Cantonnés dans les rues adjacentes, les protestataires ont scandé des slogans antipolice, réclamant « la liberté pour les manifestants arrêtés ». Ce déploiement sécuritaire a également fait grincer des dents sur les bancs de l’ARP. « Nous sommes encerclés. Avec ce dispositif, soit on vote pour vous, soit on ne rentre pas chez nous ? », a lancé Zied Ghanney, député du Courant démocrate (social-démocrate), au chef du gouvernement.

Cortège funèbre

Depuis le début des heurts qui ont éclaté à travers le pays à la mi-janvier, au moins 1 600 personnes ont été arrêtées par les forces de l’ordre, dont plusieurs centaines de mineurs, selon des associations de la société civile. La plupart ont été poursuivies pour « constitution d’une bande de malfaiteurs », un délit relevant du pénal et passible de lourdes peines. Les troubles ont été précipités par la mise en place d’un confinement de quatre jours alors que la Tunisie s’apprêtait, le 14 janvier, à célébrer le dixième anniversaire de sa révolution. Cette mesure, dépourvue d’utilité sanitaire selon de nombreux médecins, a provoqué une vague de mécontentement dans les franges les plus marginalisées de la population.

depuis plusieurs jours circulent sur les réseaux sociaux des vidéos montrant des policiers en train de lancer des grenades lacrymogènes à bout portant sur des protestataires ou à l’intérieur des maisons. Haykel Rachdi, un manifestant de Sbeïtla (gouvernorat de Kasserine), dans le centre-ouest du pays, est mort, lundi 25 janvier ; il avait été touché par l’une de ces grenades le mardi précédent. Son cortège funèbre s’est transformé en manifestation. La police y a fait de nouveau usage de gaz lacrymogène, malgré la présence d’enfants en grand nombre.

La réponse musclée des autorités est d’autant plus mal perçue par une partie de la population que la crise sanitaire et ses conséquences pèsent déjà lourd sur la société tunisienne.

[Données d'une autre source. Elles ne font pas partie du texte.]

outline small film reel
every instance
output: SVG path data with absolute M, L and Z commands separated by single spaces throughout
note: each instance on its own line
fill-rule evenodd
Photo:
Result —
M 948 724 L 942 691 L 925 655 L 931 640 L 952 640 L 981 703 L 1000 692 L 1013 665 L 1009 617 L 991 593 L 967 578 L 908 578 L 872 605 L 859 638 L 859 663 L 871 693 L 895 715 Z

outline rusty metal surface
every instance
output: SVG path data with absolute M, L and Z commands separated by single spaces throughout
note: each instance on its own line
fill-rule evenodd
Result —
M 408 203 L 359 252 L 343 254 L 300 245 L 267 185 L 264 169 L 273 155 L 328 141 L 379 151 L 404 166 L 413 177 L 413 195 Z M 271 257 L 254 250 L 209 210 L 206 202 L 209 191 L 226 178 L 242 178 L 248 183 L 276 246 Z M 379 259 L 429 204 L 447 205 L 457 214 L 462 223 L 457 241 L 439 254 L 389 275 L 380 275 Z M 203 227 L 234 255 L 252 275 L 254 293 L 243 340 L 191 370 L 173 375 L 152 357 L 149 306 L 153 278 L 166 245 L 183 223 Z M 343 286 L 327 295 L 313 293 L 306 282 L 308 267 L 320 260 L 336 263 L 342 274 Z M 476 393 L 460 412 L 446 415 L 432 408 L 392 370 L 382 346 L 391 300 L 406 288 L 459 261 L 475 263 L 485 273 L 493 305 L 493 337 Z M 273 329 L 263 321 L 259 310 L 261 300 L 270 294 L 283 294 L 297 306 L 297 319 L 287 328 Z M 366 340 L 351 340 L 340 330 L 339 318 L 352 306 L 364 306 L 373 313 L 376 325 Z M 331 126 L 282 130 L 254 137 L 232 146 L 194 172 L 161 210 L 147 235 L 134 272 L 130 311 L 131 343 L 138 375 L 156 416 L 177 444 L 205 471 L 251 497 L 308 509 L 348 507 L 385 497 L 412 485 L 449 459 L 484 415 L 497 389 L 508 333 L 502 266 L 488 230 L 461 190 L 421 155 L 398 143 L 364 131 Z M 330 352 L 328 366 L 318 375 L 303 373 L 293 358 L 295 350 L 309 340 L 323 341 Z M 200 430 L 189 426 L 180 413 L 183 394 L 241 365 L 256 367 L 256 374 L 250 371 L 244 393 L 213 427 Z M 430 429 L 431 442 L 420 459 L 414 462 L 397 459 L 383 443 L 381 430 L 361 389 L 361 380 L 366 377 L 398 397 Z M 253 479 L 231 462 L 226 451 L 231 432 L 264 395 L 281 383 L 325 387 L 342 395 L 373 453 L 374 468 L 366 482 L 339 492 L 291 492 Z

Non seulement le pays enregistre plus de 2 000 nouveaux cas et une cinquantaine de morts du Covid-19 chaque jour, mais le chômage touche plus d’un jeune sur trois et les restrictions ont accentué la crise sociale en détruisant des dizaines de milliers d’emplois.

Prise de distances

« En plein Covid, le gouvernement paie pour du matériel répressif, mais pas pour du matériel médical », critiquait mardi Ines Tlili, une manifestante. Le gouvernement tunisien a importé de France soixante blindés identifiés comme des MIDS de l’entreprise Arquus (anciennement Renault Trucks Defense), selon la société Marseille Manutention, chargée de leur transport. Une partie de cet arsenal a été déployée dans les rues de Tunis.

Mardi 5 janvier, avant que les heurts n’éclatent, M. Mechichi a démis de ses fonctions de ministre de l’intérieur Taoufik Charfeddine, un proche du chef de l’Etat, Kaïs Saïed, alimentant les tensions déjà existantes à la tête de l’exécutif.

Choisi par M. Saïed pendant l’été 2020, le premier ministre a pris ses distances avec la présidence en ralliant à lui une coalition parlementaire hétéroclite réunissant les islamistes d’Ennahda, les ultraconservateurs d’Al-Karama ou encore le parti Qalb Tounes, présidé par l’ancien candidat à la présidentielle Nabil Karoui, actuellement en détention préventive pour évasion fiscale et blanchiment d’argent.

Dernier exemple de ces divisions qui paralysent le sommet de l’Etat, M. Saïed a confié, dimanche 24 janvier, qu’il se réservait le droit de recevoir ou non pour leur prestation de serment certains ministres controversés. Sans les citer, le chef de l’Etat faisait référence aux ministres soupçonnés de conflits d’intérêts – les ministres de la santé, de l’énergie, de l’emploi et de la justice –, selon l’organisation IWatch, spécialisée dans la lutte contre la corruption.